En un acto de crueldad calculada, cuatro hombres llegaron a una casa, engañaron a un menor para que abriera la puerta y, al instante, asesinaron a su madre con disparos. Esta horrorosa escena, que se desarrolló en Lurigancho-Chosica (Perú), no solo marca otra víctima de la violencia armada, sino que expone una herida profunda: cómo los crímenes invaden espacios que deberían ser seguros, cómo el miedo se instala en lo cotidiano, y lo urgente que es reconstruir confianza y protección.
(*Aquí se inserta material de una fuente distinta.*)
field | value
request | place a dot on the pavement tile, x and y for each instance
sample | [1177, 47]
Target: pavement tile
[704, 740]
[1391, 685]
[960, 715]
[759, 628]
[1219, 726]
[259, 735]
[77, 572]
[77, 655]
Lo que se sabe hasta ahora
Jocelyn Oqueño, madre de familia de 30 años, fue sorprendida y atacada en su vivienda. Al momento del ataque estaban presentes su hijo menor, quien sin saber las consecuencias, abrió la puerta que los sicarios golpeaban.
Los agresores iban en motocicletas, lo que facilitó una huida rápida tras el crimen.
El ataque fue atroz no solo por la violencia física, sino por el componente psicológico: exponer al niño al horror, convertir su casa en escenario de muerte.
Aunque las autoridades han iniciado investigaciones, la familia exige respuestas claras y justicia pronta, pues la impunidad alimenta el dolor y la tragedia.
Reflexión institucional y social
Este tipo de hechos deberían alarmar no solo como sucesos aislados, sino como síntomas de una falla colectiva. Cuando alguien engaña a un niño para entrar a una casa, cuando la seguridad no protege a los hogares, cuando la violencia con arma de fuego se normaliza, nos estamos quedando sin barreras frente al horror.
¿Por qué la violencia puede irrumpir tan fácilmente en espacios privados?
¿Qué tan vulnerables se sienten los ciudadanos en sus propios hogares?
¿Dónde están los mecanismos de prevención, las alertas tempranas, los planes de seguridad comunitaria?
Llamado a la acción
Apoyar la memoria de Jocelyn y todas las víctimas similares es responsabilidad de todos:
Exigir justicia: que los responsables sean capturados, que haya juicios justos, transparentes, con sanción ejemplar si corresponde. La justicia disuade, señala que la sociedad no tolera el crimen.
Apoyar a los sobrevivientes: tanto al niño como a la familia merecen atención psicológica, acompañamiento, protección. El trauma de vivir algo así es profundo y duradero.
Fortalecer la prevención local: vecinos organizados, vigilancia comunal, apoyo de autoridades para patrullajes, control de armas, y procesos educativos en comunidad sobre violencia, resolución de conflictos, ciudadanía.
Reclamar estados seguros: los gobiernos locales y nacionales tienen obligaciones concretas para proteger la vida, asegurar la paz doméstica, asegurar que un hogar sea un refugio, no un escenario de miedo.
Conclusión
Jocelyn no debería haber muerto. Su hijo no debería haber sido partícipe involuntario de un crimen. Ninguna madre, ningún hogar debería vivir con temor de que una puerta pueda convertirse en trampa.
Este crimen nos interpela: no podemos mirar para otro lado. Las puertas de nuestras casas no se abren sólo con llaves; también deberían abrirse con confianza, con justicia, con esperanza. Si dejamos que la violencia tome también lo que más queremos —nuestros hogares, nuestras madres, nuestros hijos—, nos estamos dejando vencer poco a poco.